Budget context
North Korea does not publish credible budget data. The regime claims approximately 15% of state spending goes to defence; virtually all outside analysts believe the true figure is 25-40% of GDP. Mid-range consensus (IISS, RAND, 38 North) places actual defence spending in the $3-6 billion range using purchasing-power-adjusted GDP estimates, but this is highly uncertain. Revenue from DPRK-Russia arms transfers — estimated at $3-5 billion in munitions exported to Russia from 2022-2025 per South Korean intelligence — provides a significant hard-currency supplement to domestic weapons programmes. Cryptocurrency theft (attributed to Lazarus Group, ~$3B stolen 2017-2023 per UN Panel of Experts) provides additional off-budget financing for WMD development.
Force structure
The Korean People's Army consists of the Ground Force (~950,000), Navy (~60,000), Air Force (~110,000), Strategic Rocket Force, and Special Operations Force (~200,000 — the world's largest by some estimates). The Ground Force fields 4,100 tanks (mostly vintage T-54/55/62 with some Chonma-ho upgrades), 8,500 artillery pieces, and 5,100 multiple rocket launchers — the densest artillery concentration per km of front in the world, capable of devastating Seoul within the first hours of conflict. The Strategic Rocket Force operates Hwasong-series ICBMs (Hwasong-17/18 solid-fuel), intermediate-range missiles (Hwasong-12), and short-range KN-23/24 ballistic missiles. The submarine fleet — estimated 70-80 hulls — is the world's largest but mostly 1960s-era Romeo class.
Industrial posture
North Korea operates a parallel military economy managed by the 2nd Economic Committee (KWP) which controls weapons design and production. The DPRK is one of the few countries capable of manufacturing nuclear warheads, ballistic missiles across all range classes, submarines, and large quantities of conventional ammunition domestically. This self-reliance (juche) in weapons production is ideologically mandated and structurally embedded. Exports are North Korea's most significant defence-industrial revenue source: an estimated 1-3 million 152mm artillery shells per year transferred to Russia since late 2022, plus KN-23 short-range ballistic missiles. In return, Russia is assessed to have transferred satellite launch technology, air-defence components, and nuclear-programme relevant expertise.
Conflict exposure
North Korea maintains an active state of war with South Korea (the 1950-53 Korean War ended in armistice, not a peace treaty).

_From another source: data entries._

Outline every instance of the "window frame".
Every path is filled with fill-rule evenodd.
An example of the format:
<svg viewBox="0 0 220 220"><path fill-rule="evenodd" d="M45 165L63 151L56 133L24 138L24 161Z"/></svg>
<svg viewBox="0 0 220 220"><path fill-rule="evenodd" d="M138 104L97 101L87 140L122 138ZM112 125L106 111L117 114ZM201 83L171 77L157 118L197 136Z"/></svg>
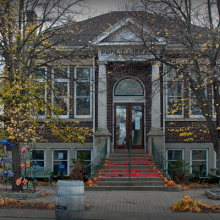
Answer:
<svg viewBox="0 0 220 220"><path fill-rule="evenodd" d="M208 161L208 159L209 159L209 157L208 157L208 153L209 153L209 151L208 151L208 149L201 149L201 148L199 148L199 149L190 149L190 173L192 173L192 151L193 150L205 150L206 151L206 175L208 175L208 165L209 165L209 161ZM193 160L193 161L204 161L204 160Z"/></svg>
<svg viewBox="0 0 220 220"><path fill-rule="evenodd" d="M201 67L201 68L204 68L204 71L205 71L205 67ZM205 118L202 114L201 115L193 115L193 114L190 114L190 112L192 112L192 103L190 101L191 99L191 89L189 88L188 89L188 98L189 98L189 118ZM193 92L193 91L192 91ZM206 88L205 88L205 95L206 95L206 98L207 98L207 85L206 85Z"/></svg>
<svg viewBox="0 0 220 220"><path fill-rule="evenodd" d="M61 150L61 151L64 151L66 150L67 151L67 160L63 160L63 161L67 161L67 171L66 171L66 176L69 176L69 149L52 149L52 170L54 172L54 151L57 151L57 150ZM55 160L55 161L60 161L60 160Z"/></svg>
<svg viewBox="0 0 220 220"><path fill-rule="evenodd" d="M164 71L165 71L165 68L166 68L166 66L164 65L163 66L163 70ZM170 77L168 77L168 73L163 77L163 79L164 79L164 82L165 82L164 84L165 84L165 111L166 111L166 118L184 118L184 105L183 105L183 100L182 100L184 98L184 80L183 79L179 79L179 78L170 78ZM168 88L167 85L168 85L169 82L179 82L179 83L181 83L182 97L181 96L169 96L168 95L169 88ZM178 115L178 114L168 114L168 98L169 97L175 97L175 98L180 97L181 98L181 108L182 108L182 114L181 115Z"/></svg>
<svg viewBox="0 0 220 220"><path fill-rule="evenodd" d="M217 161L218 161L217 154L216 154L216 152L215 152L215 150L214 150L214 168L218 168L218 167L216 166Z"/></svg>
<svg viewBox="0 0 220 220"><path fill-rule="evenodd" d="M37 148L37 149L29 149L28 153L30 153L30 151L34 151L34 150L42 150L44 151L44 160L38 160L38 161L44 161L44 166L43 167L46 167L46 149L40 149L40 148ZM28 158L29 158L29 155L28 155ZM30 159L30 158L29 158ZM32 158L32 161L35 161L33 158Z"/></svg>
<svg viewBox="0 0 220 220"><path fill-rule="evenodd" d="M45 83L45 103L47 102L47 67L40 67L39 69L45 69L45 79L36 79L36 81L40 83ZM37 116L38 118L46 118L47 117L47 110L45 108L45 114L44 115L39 115Z"/></svg>
<svg viewBox="0 0 220 220"><path fill-rule="evenodd" d="M91 162L92 162L92 149L85 149L85 148L83 148L83 149L80 149L80 148L75 149L75 160L77 160L77 150L82 150L82 151L83 150L89 150L91 152ZM85 160L85 161L90 161L90 160ZM90 170L90 172L92 174L92 170Z"/></svg>
<svg viewBox="0 0 220 220"><path fill-rule="evenodd" d="M63 68L63 67L54 67L54 68ZM55 82L65 82L67 83L67 114L66 115L59 115L60 118L69 118L69 105L70 105L70 98L69 98L69 94L70 94L70 67L69 66L64 66L64 68L67 68L67 79L62 78L62 79L55 79L54 78L54 68L52 69L52 86L53 86L53 91L52 91L52 105L54 106L54 84ZM60 96L58 96L60 97ZM63 98L63 97L61 97ZM53 114L53 116L55 117L55 115Z"/></svg>
<svg viewBox="0 0 220 220"><path fill-rule="evenodd" d="M91 92L93 91L92 90L92 86L93 86L93 83L92 83L92 79L93 79L93 68L91 66L78 66L78 67L75 67L74 68L74 78L77 80L77 68L89 68L89 80L86 80L86 79L82 79L80 80L80 82L89 82L90 83L90 95L89 95L89 99L90 99L90 114L89 115L77 115L76 114L76 99L77 99L77 96L76 96L76 87L77 87L77 81L74 82L74 101L75 101L75 104L74 104L74 118L92 118L92 95L91 95Z"/></svg>
<svg viewBox="0 0 220 220"><path fill-rule="evenodd" d="M169 161L175 161L175 160L168 160L168 151L169 150L180 150L180 151L182 151L182 160L184 160L184 149L182 148L182 149L177 149L177 148L168 148L168 149L166 149L166 169L168 169L168 162Z"/></svg>

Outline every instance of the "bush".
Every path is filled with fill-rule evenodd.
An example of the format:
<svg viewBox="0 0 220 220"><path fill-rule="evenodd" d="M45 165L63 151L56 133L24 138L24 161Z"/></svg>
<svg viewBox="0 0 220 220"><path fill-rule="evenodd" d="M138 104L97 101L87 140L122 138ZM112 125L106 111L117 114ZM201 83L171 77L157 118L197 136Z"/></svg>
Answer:
<svg viewBox="0 0 220 220"><path fill-rule="evenodd" d="M211 178L209 179L206 179L205 182L207 183L218 183L218 178L215 176L215 175L212 175L212 174L208 174L206 175L205 173L201 173L201 172L196 172L196 173L190 173L187 177L188 181L190 182L201 182L201 178L200 177L203 177L203 176L209 176Z"/></svg>
<svg viewBox="0 0 220 220"><path fill-rule="evenodd" d="M171 174L176 183L186 183L188 182L187 176L189 174L189 163L186 163L185 160L178 159L174 162L173 167L171 168Z"/></svg>

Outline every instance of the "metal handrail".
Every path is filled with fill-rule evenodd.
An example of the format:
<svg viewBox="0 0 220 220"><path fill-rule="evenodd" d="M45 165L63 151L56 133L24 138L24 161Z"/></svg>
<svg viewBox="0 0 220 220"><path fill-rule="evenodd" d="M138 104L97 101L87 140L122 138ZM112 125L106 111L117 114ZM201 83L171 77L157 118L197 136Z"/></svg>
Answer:
<svg viewBox="0 0 220 220"><path fill-rule="evenodd" d="M161 153L158 151L158 149L155 147L154 142L152 140L152 156L154 160L156 161L157 165L159 166L160 170L162 171L163 175L167 175L169 178L172 179L172 169L173 169L173 164L171 164L168 160L166 160ZM171 167L171 169L168 169L167 166Z"/></svg>
<svg viewBox="0 0 220 220"><path fill-rule="evenodd" d="M90 173L88 174L88 178L92 178L97 171L100 169L107 155L107 138L105 142L105 146L100 151L100 153L95 157L95 159L87 166L90 167Z"/></svg>

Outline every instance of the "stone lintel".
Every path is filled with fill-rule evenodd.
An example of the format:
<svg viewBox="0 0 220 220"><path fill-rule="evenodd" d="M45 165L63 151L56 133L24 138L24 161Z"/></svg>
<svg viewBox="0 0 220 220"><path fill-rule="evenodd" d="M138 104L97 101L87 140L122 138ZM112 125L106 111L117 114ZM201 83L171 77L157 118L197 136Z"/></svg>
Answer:
<svg viewBox="0 0 220 220"><path fill-rule="evenodd" d="M98 65L107 65L107 61L106 60L97 60Z"/></svg>
<svg viewBox="0 0 220 220"><path fill-rule="evenodd" d="M152 128L147 136L165 136L165 133L160 128Z"/></svg>

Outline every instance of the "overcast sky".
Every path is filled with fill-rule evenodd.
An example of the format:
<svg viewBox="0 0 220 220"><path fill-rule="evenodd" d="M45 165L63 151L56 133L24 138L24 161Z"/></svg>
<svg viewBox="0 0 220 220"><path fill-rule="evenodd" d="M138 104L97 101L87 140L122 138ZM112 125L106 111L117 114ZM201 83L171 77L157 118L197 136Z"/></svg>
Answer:
<svg viewBox="0 0 220 220"><path fill-rule="evenodd" d="M122 9L128 1L129 0L87 0L85 4L87 6L82 8L84 16L78 19L87 19L88 17L94 17L110 11L118 11Z"/></svg>

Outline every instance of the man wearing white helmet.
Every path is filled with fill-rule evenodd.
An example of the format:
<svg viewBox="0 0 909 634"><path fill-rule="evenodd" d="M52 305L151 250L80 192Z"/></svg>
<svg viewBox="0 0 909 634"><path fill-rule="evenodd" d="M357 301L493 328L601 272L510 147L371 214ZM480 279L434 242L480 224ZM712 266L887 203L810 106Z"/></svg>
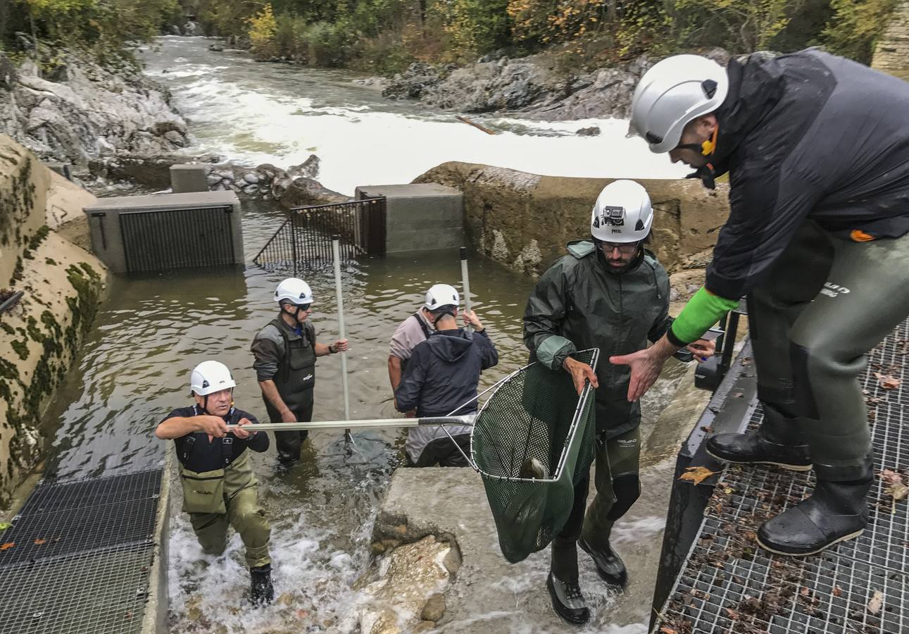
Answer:
<svg viewBox="0 0 909 634"><path fill-rule="evenodd" d="M256 333L251 349L259 387L273 422L309 422L313 419L315 357L347 349L347 339L328 346L315 340L308 321L313 291L302 279L288 277L275 289L280 313ZM308 431L276 431L278 459L290 464L300 459Z"/></svg>
<svg viewBox="0 0 909 634"><path fill-rule="evenodd" d="M632 126L651 150L729 174L729 220L704 286L666 336L634 355L628 398L663 361L748 298L761 428L707 441L714 457L807 470L807 499L757 531L808 555L862 533L874 479L858 376L909 315L909 84L809 49L727 68L676 55L641 78Z"/></svg>
<svg viewBox="0 0 909 634"><path fill-rule="evenodd" d="M474 311L462 314L464 326L472 326L473 333L457 327L459 299L458 292L447 284L436 284L426 292L424 311L433 329L407 351L404 376L395 390L395 404L399 411L414 412L418 417L460 416L476 411L474 399L480 373L498 363L499 356ZM407 321L413 319L411 317ZM406 321L402 324L406 326ZM393 349L396 344L413 341L416 338L414 335L411 338L399 337L397 342L393 338ZM466 467L461 451L470 451L470 432L467 425L448 425L445 429L409 428L405 446L407 464Z"/></svg>
<svg viewBox="0 0 909 634"><path fill-rule="evenodd" d="M202 549L220 555L227 547L227 527L240 534L246 547L254 603L270 602L272 588L268 540L271 527L259 506L257 481L246 449L268 448L268 435L228 432L228 425L257 423L252 414L234 407L236 384L227 367L204 361L190 374L189 387L195 405L177 408L155 430L162 439L173 439L180 461L183 510Z"/></svg>
<svg viewBox="0 0 909 634"><path fill-rule="evenodd" d="M589 618L578 582L577 544L604 581L626 583L610 532L640 494L641 450L641 408L625 398L627 368L601 357L594 374L572 355L590 347L631 352L648 339L656 341L669 327L669 277L644 248L653 220L643 186L629 180L607 185L591 214L591 238L568 243L568 255L543 274L524 314L524 341L533 357L551 369L569 372L578 393L587 380L597 387L596 495L585 514L589 475L574 483L574 504L553 540L546 581L553 607L569 623ZM712 343L697 344L694 351L702 359L713 354Z"/></svg>
<svg viewBox="0 0 909 634"><path fill-rule="evenodd" d="M433 325L432 310L442 306L458 306L458 293L454 287L447 284L435 284L426 291L425 301L415 313L402 321L392 335L388 353L388 379L392 384L392 392L401 384L405 367L410 359L414 347L421 341L425 341L435 330ZM415 411L405 414L414 416Z"/></svg>

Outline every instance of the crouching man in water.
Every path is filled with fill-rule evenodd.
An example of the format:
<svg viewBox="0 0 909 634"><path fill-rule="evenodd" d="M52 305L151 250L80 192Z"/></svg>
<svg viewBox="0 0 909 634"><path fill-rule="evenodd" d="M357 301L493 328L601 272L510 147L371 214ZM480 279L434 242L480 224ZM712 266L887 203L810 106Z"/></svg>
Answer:
<svg viewBox="0 0 909 634"><path fill-rule="evenodd" d="M258 422L234 407L235 385L224 364L200 363L189 380L195 405L172 411L155 435L176 444L183 510L189 513L202 549L208 555L222 554L227 547L228 524L240 533L252 578L250 599L260 604L275 598L268 556L271 526L258 503L246 448L265 451L268 435L242 428L227 431L228 425Z"/></svg>
<svg viewBox="0 0 909 634"><path fill-rule="evenodd" d="M627 581L625 566L610 545L613 525L640 495L641 407L629 403L629 371L611 365L605 353L635 350L669 327L669 277L644 247L654 213L646 190L630 180L607 185L596 199L590 240L568 243L568 254L540 277L524 313L524 341L535 360L571 374L578 394L585 380L596 390L596 496L584 514L589 476L574 486L574 504L553 540L546 586L556 613L580 625L590 618L578 583L577 548L594 559L600 577L614 586ZM572 355L599 347L595 374ZM714 344L699 340L694 352L705 359ZM583 529L582 529L583 528Z"/></svg>
<svg viewBox="0 0 909 634"><path fill-rule="evenodd" d="M415 408L417 418L473 414L480 373L499 362L495 346L474 311L465 310L463 316L464 326L474 327L473 334L457 327L458 294L454 287L445 284L433 287L426 294L426 305L436 307L429 311L435 330L414 347L404 377L395 390L395 407L401 412ZM445 429L411 428L405 446L407 464L466 467L448 435L466 454L470 451L470 431L469 425L446 425Z"/></svg>

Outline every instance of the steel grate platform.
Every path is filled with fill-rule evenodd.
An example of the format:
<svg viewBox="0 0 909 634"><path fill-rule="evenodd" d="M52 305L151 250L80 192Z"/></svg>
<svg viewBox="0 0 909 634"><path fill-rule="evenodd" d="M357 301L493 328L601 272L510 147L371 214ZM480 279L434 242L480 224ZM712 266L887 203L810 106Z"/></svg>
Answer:
<svg viewBox="0 0 909 634"><path fill-rule="evenodd" d="M45 480L0 533L0 634L130 634L142 627L160 469Z"/></svg>
<svg viewBox="0 0 909 634"><path fill-rule="evenodd" d="M872 351L863 377L876 471L905 474L909 468L906 355L909 321ZM875 372L904 383L884 390ZM750 426L762 418L758 406ZM880 479L868 497L869 526L858 538L808 558L773 555L755 543L757 528L806 498L814 483L811 472L730 466L716 484L694 545L654 631L909 631L909 501L894 505Z"/></svg>

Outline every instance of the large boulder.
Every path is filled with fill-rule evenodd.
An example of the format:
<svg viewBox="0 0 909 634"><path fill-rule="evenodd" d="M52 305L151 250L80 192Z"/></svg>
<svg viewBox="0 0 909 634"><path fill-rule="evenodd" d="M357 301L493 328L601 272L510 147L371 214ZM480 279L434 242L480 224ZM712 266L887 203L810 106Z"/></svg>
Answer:
<svg viewBox="0 0 909 634"><path fill-rule="evenodd" d="M275 181L276 183L276 181ZM352 198L349 196L339 194L322 186L317 180L297 176L290 184L274 194L275 191L275 183L272 184L272 191L275 198L285 207L304 206L307 205L327 205L329 203L345 203Z"/></svg>
<svg viewBox="0 0 909 634"><path fill-rule="evenodd" d="M693 364L670 365L643 404L641 498L613 530L613 543L631 571L625 591L605 586L579 551L581 584L593 610L584 631L646 631L675 454L710 398L694 387ZM674 393L670 402L666 395ZM428 539L451 544L451 556L456 550L460 558L459 566L450 562L454 573L438 590L443 597L426 597L424 620L413 625L417 621L410 616L413 608L408 610L410 631L429 627L425 621L436 617L441 631L458 634L569 631L554 613L545 588L549 548L516 564L505 560L483 481L472 469L397 469L379 506L373 539L373 551L380 553L373 570ZM437 569L437 562L427 559L415 562L415 575Z"/></svg>

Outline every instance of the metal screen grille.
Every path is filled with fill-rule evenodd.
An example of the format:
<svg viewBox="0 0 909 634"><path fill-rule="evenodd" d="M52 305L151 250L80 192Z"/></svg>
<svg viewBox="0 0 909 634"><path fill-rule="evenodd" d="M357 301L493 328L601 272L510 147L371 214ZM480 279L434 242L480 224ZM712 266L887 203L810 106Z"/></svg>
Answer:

The KPA deploys approximately 70% of its ground forces within 100km of the DMZ, postured for rapid offensive action. Nuclear weapons serve primarily as a deterrent against regime change and US military action. ICBM capability — Hwasong-17 tested at full range trajectory in 2023, demonstrating ~15,000km range capable of reaching any US city — is North Korea's primary strategic deterrent. The deployment of approximately 10,000-12,000 KPA troops to Russia in support of the Ukraine war (from late 2024) marks the first large-scale DPRK combat deployment since the Korean War, providing battlefield experience and Russia-provided compensation.
Recent developments
Multiple ICBM tests in 2023-2024 demonstrated Hwasong-17 and Hwasong-18 (solid-fuel) capability. Approximately 10,000 KPA troops were deployed to Kursk Oblast, Russia by late 2024, fighting under Russian command against Ukrainian forces — confirmed by US, South Korean, and Ukrainian intelligence. A reconnaissance satellite (Malligyong-1) was successfully launched in November 2023 with Russian technical assistance. Kim Jong Un declared South Korea an "enemy state" in early 2024, abandoning decades of reunification rhetoric in favour of explicit two-state framing. FAS estimated North Korea's nuclear arsenal at approximately 50 assembled warheads in 2025, with fissile material for potentially 90 warheads. Six short-range ballistic missiles of North Korean design were confirmed used by Russia against Ukraine in late 2023.